SVG’s Creative Industry is one of the key income generators for the local economy. Sub-sectors within this industry include:

  • Music (including recording, live performance and music publishing)
  • Film and Television (including on-location productions)
  • Book and Magazine Publishing
  • Performing Arts
  • Visual Arts
  • Festivals and Cultural Tourism
  • Fashion
  • Collective Management of copyright and related rights

Worldwide, the creative industries are projected to account for more than seven per cent of the world’s GDP, and the sector is forecast to grow at a rate of 10 per cent annually. Soca and Ragga Soca genres of music, Fashion and Film have placed St Vincent and the Grenadines on the international stage; and continue to boost other sectors such as tourism.

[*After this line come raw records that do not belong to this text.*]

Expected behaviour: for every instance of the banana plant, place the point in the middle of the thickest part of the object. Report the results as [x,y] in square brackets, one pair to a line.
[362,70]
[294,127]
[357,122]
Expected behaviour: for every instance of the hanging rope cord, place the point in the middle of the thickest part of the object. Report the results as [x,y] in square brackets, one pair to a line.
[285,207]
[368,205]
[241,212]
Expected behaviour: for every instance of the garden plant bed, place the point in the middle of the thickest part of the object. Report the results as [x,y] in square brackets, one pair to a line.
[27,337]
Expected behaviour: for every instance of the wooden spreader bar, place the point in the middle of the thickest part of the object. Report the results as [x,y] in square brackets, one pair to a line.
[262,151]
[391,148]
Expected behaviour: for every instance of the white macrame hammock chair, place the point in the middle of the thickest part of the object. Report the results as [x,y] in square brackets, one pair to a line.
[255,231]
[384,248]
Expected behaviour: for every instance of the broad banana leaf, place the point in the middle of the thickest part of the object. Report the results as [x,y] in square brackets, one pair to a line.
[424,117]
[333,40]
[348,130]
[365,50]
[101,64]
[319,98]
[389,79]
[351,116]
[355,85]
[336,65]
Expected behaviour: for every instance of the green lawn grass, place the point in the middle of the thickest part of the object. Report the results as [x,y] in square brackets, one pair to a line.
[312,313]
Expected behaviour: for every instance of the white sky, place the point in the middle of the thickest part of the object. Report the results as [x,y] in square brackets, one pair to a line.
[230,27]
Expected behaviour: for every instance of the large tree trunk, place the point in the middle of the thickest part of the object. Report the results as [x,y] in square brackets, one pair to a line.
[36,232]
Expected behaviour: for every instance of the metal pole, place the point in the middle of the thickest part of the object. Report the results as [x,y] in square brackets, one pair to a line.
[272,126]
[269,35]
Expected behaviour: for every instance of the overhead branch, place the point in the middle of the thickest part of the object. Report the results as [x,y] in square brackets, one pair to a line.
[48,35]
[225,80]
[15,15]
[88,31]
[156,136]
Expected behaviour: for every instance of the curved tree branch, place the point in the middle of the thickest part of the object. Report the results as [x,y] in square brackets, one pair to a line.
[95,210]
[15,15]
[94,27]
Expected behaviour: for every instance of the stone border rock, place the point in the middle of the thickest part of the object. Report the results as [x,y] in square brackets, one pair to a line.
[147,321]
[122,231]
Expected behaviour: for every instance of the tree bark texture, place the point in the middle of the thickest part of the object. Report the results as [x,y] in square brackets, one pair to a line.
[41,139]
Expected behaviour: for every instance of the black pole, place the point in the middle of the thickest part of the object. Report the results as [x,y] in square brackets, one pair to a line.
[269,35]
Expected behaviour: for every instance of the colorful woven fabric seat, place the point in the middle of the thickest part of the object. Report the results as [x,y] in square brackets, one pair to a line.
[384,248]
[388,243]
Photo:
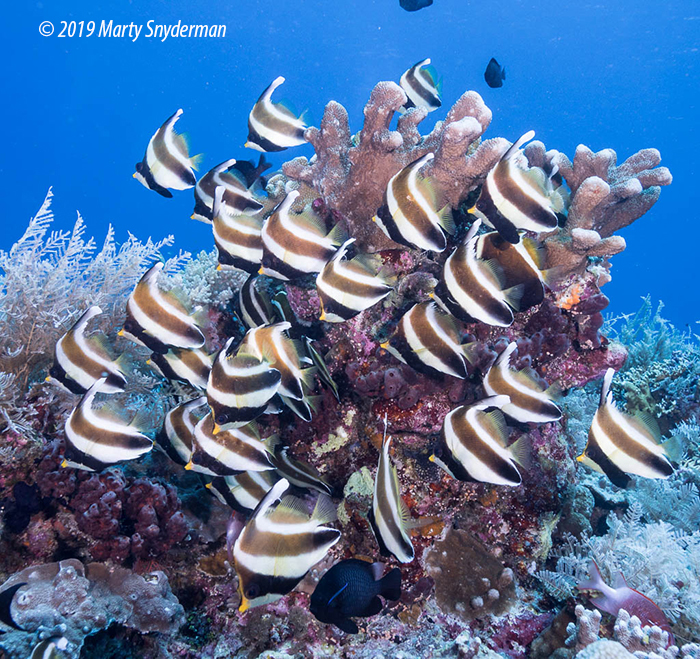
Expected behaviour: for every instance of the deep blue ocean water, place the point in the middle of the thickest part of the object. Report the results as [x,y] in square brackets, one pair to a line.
[78,112]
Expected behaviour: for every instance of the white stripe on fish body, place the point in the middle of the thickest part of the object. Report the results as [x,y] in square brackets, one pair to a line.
[226,456]
[384,486]
[618,457]
[462,297]
[509,210]
[422,352]
[476,468]
[502,364]
[149,326]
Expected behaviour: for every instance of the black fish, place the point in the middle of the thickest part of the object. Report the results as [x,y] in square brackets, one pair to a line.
[495,74]
[350,589]
[414,5]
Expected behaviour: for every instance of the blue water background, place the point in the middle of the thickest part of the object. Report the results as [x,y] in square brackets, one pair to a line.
[78,113]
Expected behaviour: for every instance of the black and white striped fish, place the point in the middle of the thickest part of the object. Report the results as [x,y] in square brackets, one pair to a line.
[522,264]
[50,648]
[228,452]
[515,196]
[243,492]
[472,290]
[472,444]
[238,238]
[167,163]
[296,244]
[273,126]
[96,439]
[412,214]
[254,304]
[620,444]
[159,320]
[428,340]
[239,199]
[422,86]
[347,288]
[279,545]
[389,516]
[272,345]
[80,361]
[176,435]
[240,386]
[182,365]
[530,401]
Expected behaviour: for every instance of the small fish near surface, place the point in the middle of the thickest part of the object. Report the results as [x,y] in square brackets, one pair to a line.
[530,402]
[473,444]
[80,361]
[239,199]
[427,339]
[422,86]
[238,238]
[473,290]
[620,444]
[294,244]
[621,596]
[159,320]
[414,5]
[181,365]
[96,439]
[240,386]
[351,589]
[274,126]
[346,288]
[167,164]
[516,196]
[495,74]
[389,517]
[412,213]
[280,544]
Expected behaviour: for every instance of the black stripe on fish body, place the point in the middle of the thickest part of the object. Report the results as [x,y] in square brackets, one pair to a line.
[625,444]
[512,192]
[516,269]
[504,226]
[143,169]
[594,453]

St. Vincent and the Grenadines possesses a natural landscape and seascape, and is one of the last unspoilt locations in the world. Its many well preserved historical sites and buildings, and it competitive pricing make it ideal for epic/historical films. It is the recognition of such qualities that made St. Vincent and the Grenadines the natural choice of Disney for the blockbuster movie ‘Pirates of the Caribbean’.


Music and entertainment is currently centered on the annual Carnival ‘Vincy Mas’, but with the crossover appeal of Caribbean Soca into the musical mainstream, investment opportunities exist for producing and marketing this increasingly popular music. Opportunities also exist for partnering with the Government in strengthening the link between Tourism and entertainment; particularly in the development of the unique and already popular annual festivals such as Nine Mornings and the Blues Festivals held on the Grenadines islands of Mustique and Bequia.


The global fashion industry is expanding, and goes beyond haute couture/runway fashion to prêt-à-porter (ready to wear) and trendy, urban designs. Nowadays, the industry covers a wide range of fashionable products, including perfume, jewelry and accessories.

Today, the originality of ethnic textiles combined with the eccentricity and diversity of works by fashion designers from developing countries is conquering world markets. The organization of Fashion Weeks throughout the Caribbean region is facilitating the promotion of designers, stylists and models to the rest of the world. In this respect, developing economies are being called upon to better explore trade opportunities in world markets in light of the new scenario of liberalized markets for textiles and clothing post Multi-fibre Agreement.